KANSAS CITY, MO.-
A spectacular example of ancient Roman sculpture will be on view at The Nelson-Atkins Museum of Art
in Kansas City from June 22 through Sept. 29 in Kirkwood Hall. The Fauno rosso, a red marble sculpture of a satyr (also called faun), was given to the Capitoline Museums in 1746 by Pope Benedict XIV. It was commissioned by Hadrian, the great emperor of Rome and it was most likely sculpted by Aristeas and Papias of Aphrodisias in modern-day Turkey. The Capitoline is now lending the sculpture to the Nelson-Atkins.
The loan marks the beginning of a long-term relationship between the Nelson-Atkins and the Capitoline Museums, a group of art and archeological museums in Piazza del Campidoglio, on top of Capitoline Hill in Rome, Italy.

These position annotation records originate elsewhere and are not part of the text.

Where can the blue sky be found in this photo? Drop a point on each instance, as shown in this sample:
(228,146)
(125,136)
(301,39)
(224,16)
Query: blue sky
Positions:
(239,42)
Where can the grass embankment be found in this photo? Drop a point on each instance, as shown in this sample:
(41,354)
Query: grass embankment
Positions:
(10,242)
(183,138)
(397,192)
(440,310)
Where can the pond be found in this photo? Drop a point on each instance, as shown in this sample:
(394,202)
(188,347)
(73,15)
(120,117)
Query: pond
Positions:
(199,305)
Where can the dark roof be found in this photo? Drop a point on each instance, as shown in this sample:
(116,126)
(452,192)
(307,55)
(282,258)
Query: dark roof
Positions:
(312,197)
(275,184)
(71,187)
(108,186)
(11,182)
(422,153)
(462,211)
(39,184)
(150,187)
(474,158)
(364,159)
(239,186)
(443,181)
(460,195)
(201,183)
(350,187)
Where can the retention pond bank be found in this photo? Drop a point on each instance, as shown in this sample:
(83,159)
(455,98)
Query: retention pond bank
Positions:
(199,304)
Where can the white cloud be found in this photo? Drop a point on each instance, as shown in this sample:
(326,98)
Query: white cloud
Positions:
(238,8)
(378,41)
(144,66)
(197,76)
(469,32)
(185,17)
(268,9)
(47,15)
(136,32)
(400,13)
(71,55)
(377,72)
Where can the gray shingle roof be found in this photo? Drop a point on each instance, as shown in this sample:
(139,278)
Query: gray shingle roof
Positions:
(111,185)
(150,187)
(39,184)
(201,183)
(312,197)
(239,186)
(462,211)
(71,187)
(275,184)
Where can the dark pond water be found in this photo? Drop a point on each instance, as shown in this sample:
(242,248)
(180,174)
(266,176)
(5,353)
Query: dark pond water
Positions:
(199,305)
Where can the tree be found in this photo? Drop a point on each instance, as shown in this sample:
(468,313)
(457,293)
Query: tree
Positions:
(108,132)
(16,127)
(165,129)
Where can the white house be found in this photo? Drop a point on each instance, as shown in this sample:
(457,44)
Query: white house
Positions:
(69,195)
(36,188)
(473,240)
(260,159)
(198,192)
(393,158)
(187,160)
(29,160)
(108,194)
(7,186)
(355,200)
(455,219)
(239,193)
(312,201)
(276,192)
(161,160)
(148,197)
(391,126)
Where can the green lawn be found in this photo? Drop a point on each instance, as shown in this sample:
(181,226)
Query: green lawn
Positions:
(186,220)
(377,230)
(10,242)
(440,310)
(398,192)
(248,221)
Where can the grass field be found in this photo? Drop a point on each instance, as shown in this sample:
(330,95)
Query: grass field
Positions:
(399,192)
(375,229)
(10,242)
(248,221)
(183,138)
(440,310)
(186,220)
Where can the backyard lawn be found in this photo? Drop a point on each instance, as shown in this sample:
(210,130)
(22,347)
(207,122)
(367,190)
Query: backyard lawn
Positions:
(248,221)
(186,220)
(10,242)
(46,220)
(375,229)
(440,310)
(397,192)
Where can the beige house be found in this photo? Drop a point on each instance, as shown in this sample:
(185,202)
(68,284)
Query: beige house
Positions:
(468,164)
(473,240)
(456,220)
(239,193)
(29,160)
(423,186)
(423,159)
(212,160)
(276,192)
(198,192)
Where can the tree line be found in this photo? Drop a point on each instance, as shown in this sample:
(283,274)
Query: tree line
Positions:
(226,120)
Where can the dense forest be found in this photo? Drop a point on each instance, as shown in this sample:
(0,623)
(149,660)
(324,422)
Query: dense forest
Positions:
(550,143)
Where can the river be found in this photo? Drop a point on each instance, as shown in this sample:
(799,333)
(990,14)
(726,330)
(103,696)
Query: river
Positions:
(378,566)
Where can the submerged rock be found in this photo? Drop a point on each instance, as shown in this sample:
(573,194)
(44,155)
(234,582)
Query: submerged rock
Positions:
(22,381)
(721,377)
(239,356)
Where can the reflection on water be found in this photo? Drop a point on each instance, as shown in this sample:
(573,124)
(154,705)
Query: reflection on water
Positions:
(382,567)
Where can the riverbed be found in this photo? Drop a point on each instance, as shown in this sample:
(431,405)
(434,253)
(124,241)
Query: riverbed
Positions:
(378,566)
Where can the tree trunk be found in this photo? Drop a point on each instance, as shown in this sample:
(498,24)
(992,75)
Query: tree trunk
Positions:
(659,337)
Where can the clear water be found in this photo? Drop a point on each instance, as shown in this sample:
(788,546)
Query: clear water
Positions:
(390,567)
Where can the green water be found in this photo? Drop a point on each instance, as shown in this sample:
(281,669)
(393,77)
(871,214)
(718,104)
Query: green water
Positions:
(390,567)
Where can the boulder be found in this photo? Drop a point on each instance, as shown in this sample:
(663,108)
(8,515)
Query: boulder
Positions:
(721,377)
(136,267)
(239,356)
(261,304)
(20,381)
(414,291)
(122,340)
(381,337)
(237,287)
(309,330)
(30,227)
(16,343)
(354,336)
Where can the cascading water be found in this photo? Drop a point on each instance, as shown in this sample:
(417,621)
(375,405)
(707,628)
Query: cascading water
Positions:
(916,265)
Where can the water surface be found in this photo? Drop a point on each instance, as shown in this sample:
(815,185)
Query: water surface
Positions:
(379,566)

We are delighted to have this arresting masterpiece as it crosses the Atlantic for the first time, said Julián Zugazagoitia, CEO and Director of the Nelson-Atkins. The grandeur and the majesty of Kirkwood Hall is the perfect backdrop to appreciate and enjoy this work. It is an appropriate space that will transport us to the city of Rome, with whom we are launching this partnership and the start of a great relationship.
The Fauno rosso loan is part of a broad program of exchanges and cultural events between Rome and the United States that was launched in Washington, D.C. in 2011 called The Dream of Rome. The program finds nowadays new support in Enel Green Power, the Italian company devoted to worldwide development of energy generation from renewables, which entered in a partnership with the Capitoline Museums, along with the Knights of Columbus. Through The Dream of Rome, some of Romes magnificent masterpieces will be on display in prestigious museums in the U.S. in cities such as Washington, D.C., San Francisco, New York, Los Angeles and Boston.
Claudio Parisi Presicce, Director of Capitoline Museums, commented: We are thrilled and honored of the long-term relationship we are building with the Nelson-Atkins Museum of Art, based on the awareness of the strong and ancient link between the American and the Italian people. Our relationship is just beginning and it appears to be extremely valuable as it will be a harbinger of joint activities and reciprocal cultural exchanges.
The Fauno rosso raises a cluster of grapes in his right hand; he holds in his left a cudgel used by shepherds. A fawn skin tied at his right shoulder covers part of his chest and supports two pomegranates and a bunch of grapes. To his left a goat looks up at him and rests one leg on a wicker basket. To the satyrs right is a supporting tree stump with shepherds pipes hanging from it.
The Fauno rosso seems to have stopped midway in his stride as he excitedly turns his head up to the raised bunch of grapes. His mouth is slightly opened in delight and his hair is unkempt, a reflection of his wild nature. His left leg is extended and the foot turns to his left; his straight right leg supports most of his weight and so his right hip juts out suggestively.
What a great privilege to have a work commissioned by one of the most powerful and most learned rulers in ancient history, the Emperor Hadrian, said Robert Cohon, curator, Art of the Ancient World at the Nelson-Atkins. This magnificent work was made for his personal pleasure and installed in his villa in Tivoli. Just as we see the sculpture today, Hadrian and members of his court would have seen it then. With this exhibition at the Nelson-Atkins, we cross enormous gaps of time and can enter into Hadrians world.
Fauno rosso is sculpted out of red marble rather than the commonly used white marble. This suggests that the satyr has drunk so much wine that he is as red as the grapes he has consumed.